One workspace, many gateways

A single HQ workspace can have multiple gateways on different hosts — different machines, different data centers, different continents. Each gateway registers itself in the gateways table with its reachable URLs, so the UI knows how to reach each one. Agents are bound to a specific gateway via gateway_id. The dispatcher and runner filter their Supabase subscriptions by GATEWAY_ID — no gateway ever picks up another gateway’s work. Common multi-gateway patterns:
PatternExample
Geo-distributedUS gateway for US agents, EU gateway for EU agents
Capability-splitGPU gateway for heavy tasks, lightweight gateway for messaging agents
Dev / prodStaging gateway for testing, production gateway for live agents
Team isolationMarketing team gateway, engineering team gateway
Start with one gateway. You can add more later from Settings → Gateways without reconfiguring anything.

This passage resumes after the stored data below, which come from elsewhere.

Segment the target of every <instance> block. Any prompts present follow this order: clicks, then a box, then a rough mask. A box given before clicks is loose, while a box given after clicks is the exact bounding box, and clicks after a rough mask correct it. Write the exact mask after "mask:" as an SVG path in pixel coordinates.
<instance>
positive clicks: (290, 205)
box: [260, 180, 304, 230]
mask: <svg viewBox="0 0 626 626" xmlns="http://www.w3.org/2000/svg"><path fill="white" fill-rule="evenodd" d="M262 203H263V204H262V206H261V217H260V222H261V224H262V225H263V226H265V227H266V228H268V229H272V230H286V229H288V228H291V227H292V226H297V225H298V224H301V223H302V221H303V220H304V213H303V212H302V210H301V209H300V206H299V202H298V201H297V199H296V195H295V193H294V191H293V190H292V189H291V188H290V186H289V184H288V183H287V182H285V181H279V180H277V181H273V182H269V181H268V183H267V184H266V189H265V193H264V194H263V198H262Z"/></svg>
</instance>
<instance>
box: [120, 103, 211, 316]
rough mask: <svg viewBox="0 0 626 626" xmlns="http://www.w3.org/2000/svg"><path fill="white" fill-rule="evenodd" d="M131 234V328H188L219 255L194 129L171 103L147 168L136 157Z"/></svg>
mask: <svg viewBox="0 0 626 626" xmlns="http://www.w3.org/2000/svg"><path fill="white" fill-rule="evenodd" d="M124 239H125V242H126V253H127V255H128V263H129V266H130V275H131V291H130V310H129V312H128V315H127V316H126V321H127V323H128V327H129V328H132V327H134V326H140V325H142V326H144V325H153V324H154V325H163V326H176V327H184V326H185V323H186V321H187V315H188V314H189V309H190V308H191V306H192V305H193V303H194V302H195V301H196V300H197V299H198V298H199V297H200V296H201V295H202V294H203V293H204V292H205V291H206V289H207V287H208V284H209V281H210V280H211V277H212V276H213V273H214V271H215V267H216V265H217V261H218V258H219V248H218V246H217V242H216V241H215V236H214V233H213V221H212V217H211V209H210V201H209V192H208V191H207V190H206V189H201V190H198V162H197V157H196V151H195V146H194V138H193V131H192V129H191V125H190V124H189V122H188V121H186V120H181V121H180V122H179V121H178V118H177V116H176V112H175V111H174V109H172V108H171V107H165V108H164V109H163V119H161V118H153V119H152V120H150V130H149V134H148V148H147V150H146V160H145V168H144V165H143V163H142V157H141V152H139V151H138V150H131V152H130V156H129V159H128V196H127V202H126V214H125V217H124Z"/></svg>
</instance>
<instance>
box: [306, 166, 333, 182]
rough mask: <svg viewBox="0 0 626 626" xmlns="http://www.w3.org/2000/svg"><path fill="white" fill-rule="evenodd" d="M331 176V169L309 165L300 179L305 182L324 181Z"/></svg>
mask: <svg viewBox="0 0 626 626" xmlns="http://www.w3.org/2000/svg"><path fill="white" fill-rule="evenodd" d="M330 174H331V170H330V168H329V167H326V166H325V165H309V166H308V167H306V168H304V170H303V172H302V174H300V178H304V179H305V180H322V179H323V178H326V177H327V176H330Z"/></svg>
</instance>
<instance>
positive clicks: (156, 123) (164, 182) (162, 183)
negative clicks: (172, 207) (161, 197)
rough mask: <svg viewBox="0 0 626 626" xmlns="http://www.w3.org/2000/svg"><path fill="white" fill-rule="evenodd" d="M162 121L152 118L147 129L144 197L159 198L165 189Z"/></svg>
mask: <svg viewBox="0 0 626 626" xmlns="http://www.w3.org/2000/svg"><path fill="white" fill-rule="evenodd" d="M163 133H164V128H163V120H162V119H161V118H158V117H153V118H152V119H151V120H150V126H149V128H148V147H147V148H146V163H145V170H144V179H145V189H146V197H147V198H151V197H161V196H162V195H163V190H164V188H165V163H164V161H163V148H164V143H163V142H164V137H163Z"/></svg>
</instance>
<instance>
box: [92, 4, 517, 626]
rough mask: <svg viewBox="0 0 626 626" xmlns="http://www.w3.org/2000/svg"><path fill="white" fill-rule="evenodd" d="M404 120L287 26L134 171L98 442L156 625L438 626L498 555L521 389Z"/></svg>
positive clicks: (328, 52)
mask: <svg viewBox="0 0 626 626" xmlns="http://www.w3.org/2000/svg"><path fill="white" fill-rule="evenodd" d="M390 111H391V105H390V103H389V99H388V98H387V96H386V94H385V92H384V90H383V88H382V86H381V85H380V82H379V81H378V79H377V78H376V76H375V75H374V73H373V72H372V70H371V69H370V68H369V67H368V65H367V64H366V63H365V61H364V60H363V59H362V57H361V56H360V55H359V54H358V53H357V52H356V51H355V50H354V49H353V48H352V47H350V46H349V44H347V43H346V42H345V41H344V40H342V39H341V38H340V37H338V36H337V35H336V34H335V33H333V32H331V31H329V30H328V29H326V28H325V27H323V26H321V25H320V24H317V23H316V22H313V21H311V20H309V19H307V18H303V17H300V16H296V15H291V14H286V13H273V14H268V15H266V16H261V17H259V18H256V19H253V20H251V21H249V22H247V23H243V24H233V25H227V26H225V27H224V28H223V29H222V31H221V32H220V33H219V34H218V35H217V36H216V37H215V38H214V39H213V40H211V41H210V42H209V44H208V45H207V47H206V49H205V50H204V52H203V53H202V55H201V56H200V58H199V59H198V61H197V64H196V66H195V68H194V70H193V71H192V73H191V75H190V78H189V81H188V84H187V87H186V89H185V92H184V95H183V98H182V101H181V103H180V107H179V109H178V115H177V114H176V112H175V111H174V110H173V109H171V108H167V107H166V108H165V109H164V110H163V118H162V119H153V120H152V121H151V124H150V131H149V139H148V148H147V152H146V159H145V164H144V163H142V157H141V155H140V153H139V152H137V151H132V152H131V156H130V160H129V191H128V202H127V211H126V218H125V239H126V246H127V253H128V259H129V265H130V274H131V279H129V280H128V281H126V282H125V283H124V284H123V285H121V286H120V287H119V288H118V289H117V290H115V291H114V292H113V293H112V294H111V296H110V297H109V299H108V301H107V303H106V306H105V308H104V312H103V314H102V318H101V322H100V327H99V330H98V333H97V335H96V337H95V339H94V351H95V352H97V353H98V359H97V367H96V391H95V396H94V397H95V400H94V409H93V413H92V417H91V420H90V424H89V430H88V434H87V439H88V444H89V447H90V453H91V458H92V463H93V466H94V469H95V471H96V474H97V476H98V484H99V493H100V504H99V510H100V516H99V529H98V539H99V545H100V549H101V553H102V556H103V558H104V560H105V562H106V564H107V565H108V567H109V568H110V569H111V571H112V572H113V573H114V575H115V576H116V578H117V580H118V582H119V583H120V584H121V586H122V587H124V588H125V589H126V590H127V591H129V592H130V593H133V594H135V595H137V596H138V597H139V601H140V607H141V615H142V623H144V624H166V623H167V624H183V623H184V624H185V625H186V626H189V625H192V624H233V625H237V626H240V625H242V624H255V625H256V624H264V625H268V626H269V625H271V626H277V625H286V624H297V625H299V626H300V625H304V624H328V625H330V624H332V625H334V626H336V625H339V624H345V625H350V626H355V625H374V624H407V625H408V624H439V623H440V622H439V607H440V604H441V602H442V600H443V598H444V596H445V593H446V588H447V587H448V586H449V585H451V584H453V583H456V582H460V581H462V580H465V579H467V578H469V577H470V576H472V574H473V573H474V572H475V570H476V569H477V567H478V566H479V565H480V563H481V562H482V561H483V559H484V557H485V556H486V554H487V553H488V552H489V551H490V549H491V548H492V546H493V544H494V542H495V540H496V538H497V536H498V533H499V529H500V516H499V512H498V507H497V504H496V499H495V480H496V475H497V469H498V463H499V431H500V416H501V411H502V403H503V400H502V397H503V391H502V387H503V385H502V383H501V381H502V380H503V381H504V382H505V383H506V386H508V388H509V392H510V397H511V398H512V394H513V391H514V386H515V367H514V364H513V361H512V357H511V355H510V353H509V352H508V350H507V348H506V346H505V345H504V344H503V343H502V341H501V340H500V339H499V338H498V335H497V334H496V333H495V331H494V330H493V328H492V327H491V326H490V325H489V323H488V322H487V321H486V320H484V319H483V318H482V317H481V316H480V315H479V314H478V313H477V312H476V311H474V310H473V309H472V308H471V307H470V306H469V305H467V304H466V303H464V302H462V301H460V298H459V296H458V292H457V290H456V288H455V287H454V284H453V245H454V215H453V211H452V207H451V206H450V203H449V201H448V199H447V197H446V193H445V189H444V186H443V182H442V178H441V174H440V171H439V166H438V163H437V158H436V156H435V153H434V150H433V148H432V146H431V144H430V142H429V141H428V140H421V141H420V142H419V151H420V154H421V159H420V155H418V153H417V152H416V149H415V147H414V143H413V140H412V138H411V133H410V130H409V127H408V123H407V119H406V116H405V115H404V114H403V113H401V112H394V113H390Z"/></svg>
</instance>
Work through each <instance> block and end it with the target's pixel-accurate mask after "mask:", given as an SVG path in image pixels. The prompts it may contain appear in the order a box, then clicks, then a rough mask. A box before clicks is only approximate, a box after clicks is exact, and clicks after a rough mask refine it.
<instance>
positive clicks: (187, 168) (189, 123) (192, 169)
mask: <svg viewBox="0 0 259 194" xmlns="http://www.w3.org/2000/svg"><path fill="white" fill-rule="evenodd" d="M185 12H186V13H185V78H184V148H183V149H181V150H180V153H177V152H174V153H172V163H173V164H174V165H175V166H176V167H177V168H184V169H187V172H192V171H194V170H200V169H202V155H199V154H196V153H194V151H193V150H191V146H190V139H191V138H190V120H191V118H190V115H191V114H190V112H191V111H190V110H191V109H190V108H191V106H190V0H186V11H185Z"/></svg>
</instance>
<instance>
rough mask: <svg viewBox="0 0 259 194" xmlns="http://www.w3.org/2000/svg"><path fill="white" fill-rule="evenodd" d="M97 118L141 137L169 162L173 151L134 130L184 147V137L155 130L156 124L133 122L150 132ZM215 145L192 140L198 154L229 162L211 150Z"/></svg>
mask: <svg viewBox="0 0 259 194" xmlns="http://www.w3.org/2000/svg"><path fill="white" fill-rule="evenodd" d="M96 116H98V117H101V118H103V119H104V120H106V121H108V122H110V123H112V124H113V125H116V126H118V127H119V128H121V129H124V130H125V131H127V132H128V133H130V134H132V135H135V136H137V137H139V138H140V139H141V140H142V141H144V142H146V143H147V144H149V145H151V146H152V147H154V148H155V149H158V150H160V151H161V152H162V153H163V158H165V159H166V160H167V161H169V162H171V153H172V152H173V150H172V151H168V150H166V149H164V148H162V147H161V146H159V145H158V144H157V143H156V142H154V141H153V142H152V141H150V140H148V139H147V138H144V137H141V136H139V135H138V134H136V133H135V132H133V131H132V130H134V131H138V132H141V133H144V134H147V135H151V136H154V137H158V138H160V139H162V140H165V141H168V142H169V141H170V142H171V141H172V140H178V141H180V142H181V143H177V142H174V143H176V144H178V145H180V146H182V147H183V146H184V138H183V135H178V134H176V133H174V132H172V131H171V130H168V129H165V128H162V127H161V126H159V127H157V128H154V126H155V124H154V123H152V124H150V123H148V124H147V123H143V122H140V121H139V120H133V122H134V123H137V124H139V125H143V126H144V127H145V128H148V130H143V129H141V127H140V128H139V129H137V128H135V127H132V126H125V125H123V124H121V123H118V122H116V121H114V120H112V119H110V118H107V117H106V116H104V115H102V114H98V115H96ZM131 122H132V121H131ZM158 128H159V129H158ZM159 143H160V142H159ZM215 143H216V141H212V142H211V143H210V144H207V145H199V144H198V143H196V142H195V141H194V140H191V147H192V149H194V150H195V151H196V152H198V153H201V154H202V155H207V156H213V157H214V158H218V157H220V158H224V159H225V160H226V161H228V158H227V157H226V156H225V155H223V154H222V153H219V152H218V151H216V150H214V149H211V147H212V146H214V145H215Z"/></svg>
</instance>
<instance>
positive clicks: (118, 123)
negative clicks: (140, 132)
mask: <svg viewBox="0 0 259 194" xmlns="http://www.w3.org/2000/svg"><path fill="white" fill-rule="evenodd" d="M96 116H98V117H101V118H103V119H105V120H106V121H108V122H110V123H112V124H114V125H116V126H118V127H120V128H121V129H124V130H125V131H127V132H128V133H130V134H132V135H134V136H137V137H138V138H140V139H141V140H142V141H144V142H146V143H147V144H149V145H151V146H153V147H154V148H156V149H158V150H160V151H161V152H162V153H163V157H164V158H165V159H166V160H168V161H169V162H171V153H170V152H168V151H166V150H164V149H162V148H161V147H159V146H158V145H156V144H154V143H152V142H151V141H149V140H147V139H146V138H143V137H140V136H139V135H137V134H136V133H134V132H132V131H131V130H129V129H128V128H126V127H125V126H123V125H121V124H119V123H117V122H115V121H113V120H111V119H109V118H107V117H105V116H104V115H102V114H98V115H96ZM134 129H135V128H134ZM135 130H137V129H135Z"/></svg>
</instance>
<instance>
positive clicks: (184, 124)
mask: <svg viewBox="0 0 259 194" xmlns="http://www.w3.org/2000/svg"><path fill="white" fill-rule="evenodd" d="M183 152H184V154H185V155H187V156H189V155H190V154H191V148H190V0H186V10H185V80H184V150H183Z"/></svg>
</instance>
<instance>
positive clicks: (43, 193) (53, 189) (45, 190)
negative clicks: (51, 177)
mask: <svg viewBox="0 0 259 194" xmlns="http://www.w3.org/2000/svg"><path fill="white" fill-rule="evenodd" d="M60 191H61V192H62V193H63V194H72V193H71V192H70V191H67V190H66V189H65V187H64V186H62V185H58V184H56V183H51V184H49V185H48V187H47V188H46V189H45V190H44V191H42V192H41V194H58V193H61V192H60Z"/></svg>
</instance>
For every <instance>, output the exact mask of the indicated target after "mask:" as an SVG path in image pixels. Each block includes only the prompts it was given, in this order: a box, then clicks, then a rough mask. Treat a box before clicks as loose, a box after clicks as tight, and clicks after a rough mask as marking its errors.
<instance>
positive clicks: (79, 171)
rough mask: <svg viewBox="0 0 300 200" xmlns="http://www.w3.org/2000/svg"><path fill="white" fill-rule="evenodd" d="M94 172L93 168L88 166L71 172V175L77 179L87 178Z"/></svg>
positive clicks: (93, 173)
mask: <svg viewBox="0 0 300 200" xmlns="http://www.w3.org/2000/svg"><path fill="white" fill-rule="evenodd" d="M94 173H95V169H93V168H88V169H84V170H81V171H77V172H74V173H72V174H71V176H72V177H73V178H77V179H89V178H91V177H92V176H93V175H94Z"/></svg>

Gateway state and persistence

Each gateway owns a Docker volume (gateway-state) that holds:
  • Git repo — a bare repo with one branch per agent. Agent files, skills, memory, and identity all live here.
  • Browser profiles — Chrome profiles persist cookies, logins, and localStorage across agent sessions.
  • Auth tokens — model provider credentials (OpenAI, Anthropic, etc.) stored by OpenClaw.
  • Secrets — decrypted .env files written by the secrets sync daemon (plaintext on disk, chmod 0600).
  • Desktop state — XFCE config, wallpapers, shortcuts.
If you lose the gateway-state volume, agents can be reprovisioned from the database, but accumulated browser sessions, local files, and auth tokens are gone. Use GIT_REMOTE_URL to continuously back up agent branches to GitHub/Gitea. See Operations → Backing up.

Adding a gateway

The recommended path is UI-driven:
  1. Settings → Gateways → Add Gateway.
  2. Copy the generated installer command.
  3. Run it on the new host.
See Add a gateway for the full walkthrough, or Networking for how gateways connect.